3: Feelings. At the end of the day, none of your questions have anything to do with women, but with what you accept or reject emotionally within yourself. Not liking how a woman shows up is simply you having difficulty with the feeling that provokes within you. What if you could learn to enjoy even the flakes and the bad accountability, the irritation? That’s what would make you resilient, life-affirming—and attractive to the next!
When a man finds the space within himself to enjoy all the things he finds annoying about women, when you learn to see overwhelming emotions as pure life-force showing you’re alive, then you’re unreactive towards all the bad stuff. The good then shines all the more.

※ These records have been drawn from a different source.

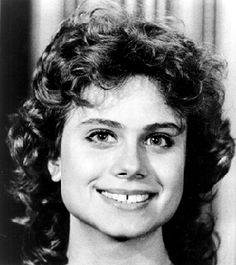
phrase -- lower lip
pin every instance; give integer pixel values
(127, 206)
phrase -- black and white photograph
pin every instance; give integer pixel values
(118, 129)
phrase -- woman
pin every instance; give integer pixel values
(120, 145)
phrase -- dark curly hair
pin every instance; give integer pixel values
(105, 46)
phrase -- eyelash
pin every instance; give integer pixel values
(108, 137)
(168, 141)
(93, 137)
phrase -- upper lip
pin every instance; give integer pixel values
(127, 192)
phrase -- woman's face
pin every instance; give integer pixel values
(122, 161)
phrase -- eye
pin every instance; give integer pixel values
(159, 140)
(102, 136)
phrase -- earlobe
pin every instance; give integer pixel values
(54, 168)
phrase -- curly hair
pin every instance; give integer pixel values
(105, 46)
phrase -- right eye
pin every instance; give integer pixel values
(102, 136)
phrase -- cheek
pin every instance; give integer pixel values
(170, 172)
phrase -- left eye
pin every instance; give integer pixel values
(159, 140)
(102, 136)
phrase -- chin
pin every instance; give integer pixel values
(129, 232)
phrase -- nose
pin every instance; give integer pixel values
(130, 162)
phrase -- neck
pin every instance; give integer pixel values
(89, 246)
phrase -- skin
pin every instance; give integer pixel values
(128, 142)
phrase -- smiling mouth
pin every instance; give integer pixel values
(127, 198)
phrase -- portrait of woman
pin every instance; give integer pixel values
(120, 144)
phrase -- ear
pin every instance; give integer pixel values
(54, 168)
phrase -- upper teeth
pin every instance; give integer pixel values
(126, 198)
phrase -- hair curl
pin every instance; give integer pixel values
(104, 46)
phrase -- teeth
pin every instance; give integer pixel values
(126, 198)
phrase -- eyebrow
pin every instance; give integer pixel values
(109, 123)
(150, 127)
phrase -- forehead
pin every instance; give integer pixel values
(137, 101)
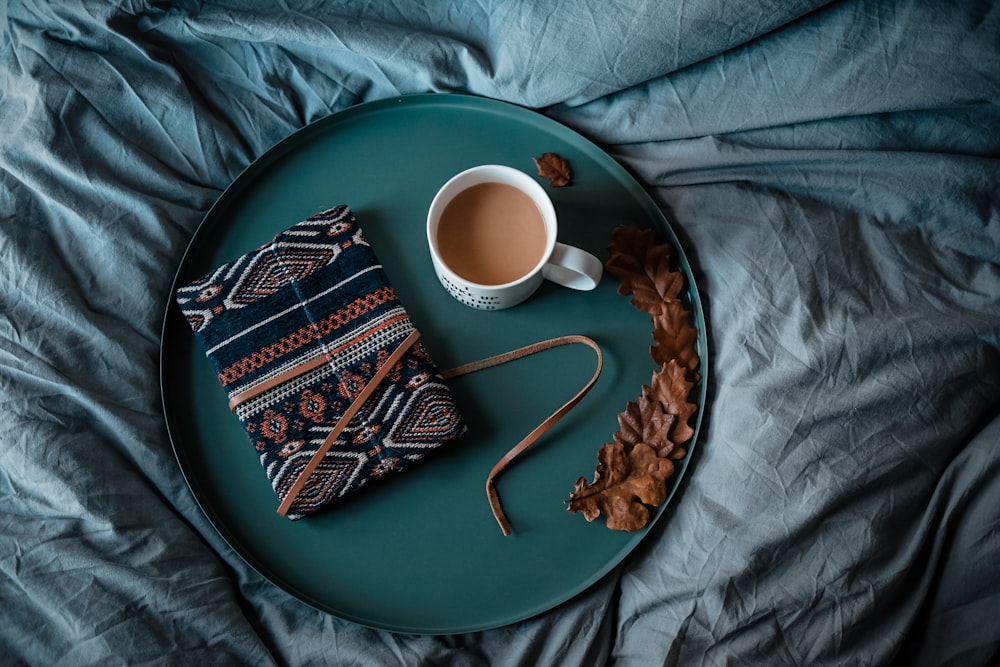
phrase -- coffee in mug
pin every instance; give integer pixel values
(492, 236)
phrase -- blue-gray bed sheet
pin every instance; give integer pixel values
(831, 168)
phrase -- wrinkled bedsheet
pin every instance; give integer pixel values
(831, 168)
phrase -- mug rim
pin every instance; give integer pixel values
(526, 184)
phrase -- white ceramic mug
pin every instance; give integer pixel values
(563, 264)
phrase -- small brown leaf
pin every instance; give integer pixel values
(671, 386)
(674, 336)
(643, 268)
(553, 167)
(644, 421)
(624, 484)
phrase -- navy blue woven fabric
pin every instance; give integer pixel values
(315, 306)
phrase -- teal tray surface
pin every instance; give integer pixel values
(420, 552)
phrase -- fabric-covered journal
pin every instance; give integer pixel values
(320, 362)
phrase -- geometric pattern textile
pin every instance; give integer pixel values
(296, 330)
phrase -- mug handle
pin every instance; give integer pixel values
(572, 267)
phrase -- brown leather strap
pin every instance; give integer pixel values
(344, 420)
(491, 492)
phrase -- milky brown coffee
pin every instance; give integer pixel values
(491, 234)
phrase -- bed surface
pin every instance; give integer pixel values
(831, 170)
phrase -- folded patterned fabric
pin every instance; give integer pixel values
(320, 361)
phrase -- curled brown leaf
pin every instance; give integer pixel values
(645, 421)
(643, 268)
(553, 167)
(624, 484)
(671, 386)
(674, 337)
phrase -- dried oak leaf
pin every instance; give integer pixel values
(643, 268)
(674, 336)
(671, 386)
(645, 421)
(553, 167)
(624, 484)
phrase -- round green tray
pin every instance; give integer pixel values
(420, 552)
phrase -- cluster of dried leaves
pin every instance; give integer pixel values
(633, 470)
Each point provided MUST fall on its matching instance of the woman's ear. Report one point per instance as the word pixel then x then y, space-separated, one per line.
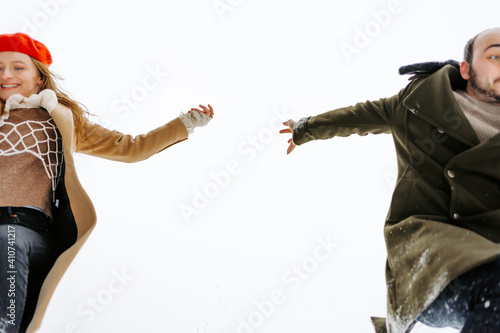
pixel 465 70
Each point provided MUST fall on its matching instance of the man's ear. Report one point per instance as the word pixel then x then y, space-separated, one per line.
pixel 465 70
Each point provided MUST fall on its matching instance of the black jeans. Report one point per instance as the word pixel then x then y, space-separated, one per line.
pixel 26 256
pixel 470 303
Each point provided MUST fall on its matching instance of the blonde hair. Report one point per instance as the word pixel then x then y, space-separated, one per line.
pixel 80 113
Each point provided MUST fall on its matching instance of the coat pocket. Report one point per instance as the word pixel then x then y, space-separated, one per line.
pixel 484 224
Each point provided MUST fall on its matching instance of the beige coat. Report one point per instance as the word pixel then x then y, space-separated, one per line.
pixel 104 143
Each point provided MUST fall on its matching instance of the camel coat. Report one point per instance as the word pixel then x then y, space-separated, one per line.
pixel 74 218
pixel 444 218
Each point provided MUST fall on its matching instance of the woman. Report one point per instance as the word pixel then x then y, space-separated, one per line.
pixel 45 215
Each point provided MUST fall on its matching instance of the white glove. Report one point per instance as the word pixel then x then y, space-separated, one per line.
pixel 194 119
pixel 46 99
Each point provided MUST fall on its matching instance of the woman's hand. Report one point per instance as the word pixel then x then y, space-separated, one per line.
pixel 208 111
pixel 196 117
pixel 290 123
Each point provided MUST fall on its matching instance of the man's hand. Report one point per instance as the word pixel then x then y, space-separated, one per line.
pixel 290 123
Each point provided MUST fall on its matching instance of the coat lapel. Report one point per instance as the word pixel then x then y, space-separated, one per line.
pixel 441 109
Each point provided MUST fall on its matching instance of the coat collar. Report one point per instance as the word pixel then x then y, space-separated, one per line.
pixel 433 100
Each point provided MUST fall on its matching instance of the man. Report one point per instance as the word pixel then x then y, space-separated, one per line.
pixel 443 227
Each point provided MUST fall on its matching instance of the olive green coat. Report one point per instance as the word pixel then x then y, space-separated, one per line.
pixel 444 218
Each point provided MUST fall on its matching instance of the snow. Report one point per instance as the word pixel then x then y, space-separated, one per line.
pixel 246 256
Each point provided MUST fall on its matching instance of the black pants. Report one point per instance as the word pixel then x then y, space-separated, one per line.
pixel 470 303
pixel 26 256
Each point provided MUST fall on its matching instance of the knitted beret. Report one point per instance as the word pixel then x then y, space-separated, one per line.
pixel 20 42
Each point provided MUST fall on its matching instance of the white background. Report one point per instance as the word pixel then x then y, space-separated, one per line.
pixel 257 62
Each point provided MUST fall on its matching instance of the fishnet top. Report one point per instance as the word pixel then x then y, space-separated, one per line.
pixel 31 157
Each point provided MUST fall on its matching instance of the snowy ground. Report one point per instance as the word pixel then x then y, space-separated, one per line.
pixel 225 232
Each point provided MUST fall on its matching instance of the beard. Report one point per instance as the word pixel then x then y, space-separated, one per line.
pixel 488 94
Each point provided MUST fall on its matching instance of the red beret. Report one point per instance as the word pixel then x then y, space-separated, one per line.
pixel 20 42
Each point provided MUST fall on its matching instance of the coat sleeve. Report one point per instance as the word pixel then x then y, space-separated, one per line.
pixel 363 118
pixel 101 142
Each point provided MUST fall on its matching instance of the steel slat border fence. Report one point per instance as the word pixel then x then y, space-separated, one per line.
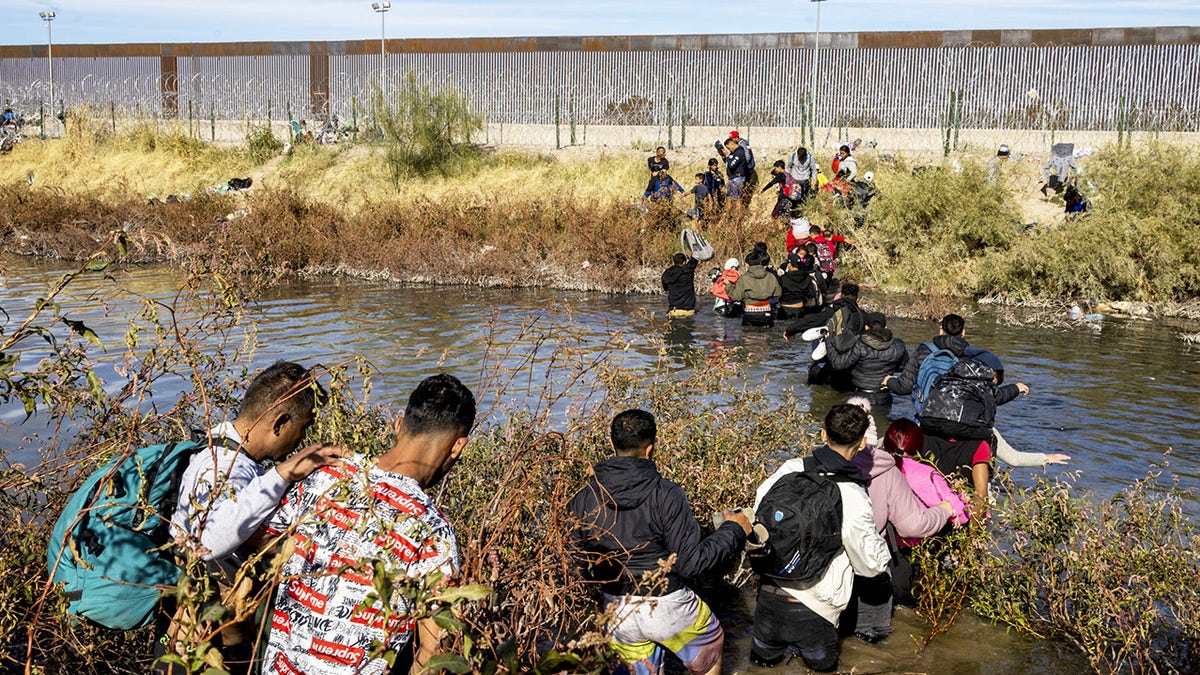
pixel 1078 87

I would be lying if I said I was a perfect surfer, or that I never felt exasperated in Brazil. The dance forever intensifies; the waves crash louder and stronger. The easier and more delightful I get, the thinner her fingers: the more challenging the buttons she finds in me to press.
Anyway, I’m not ready to die. I love this whole land of women.
This doesn’t mean I lack standards or boundaries. Or that I’m willing to rewatch telenovela drama that’s as stale as old carnival beer. And let’s face it: none of us were abandoned in a basket.
May we all get a little indignant and raise our voices—let us shake off that matriarchal scorn. I want to poke around with the barbie! Me!
May your last sunsets be filled with fire, F.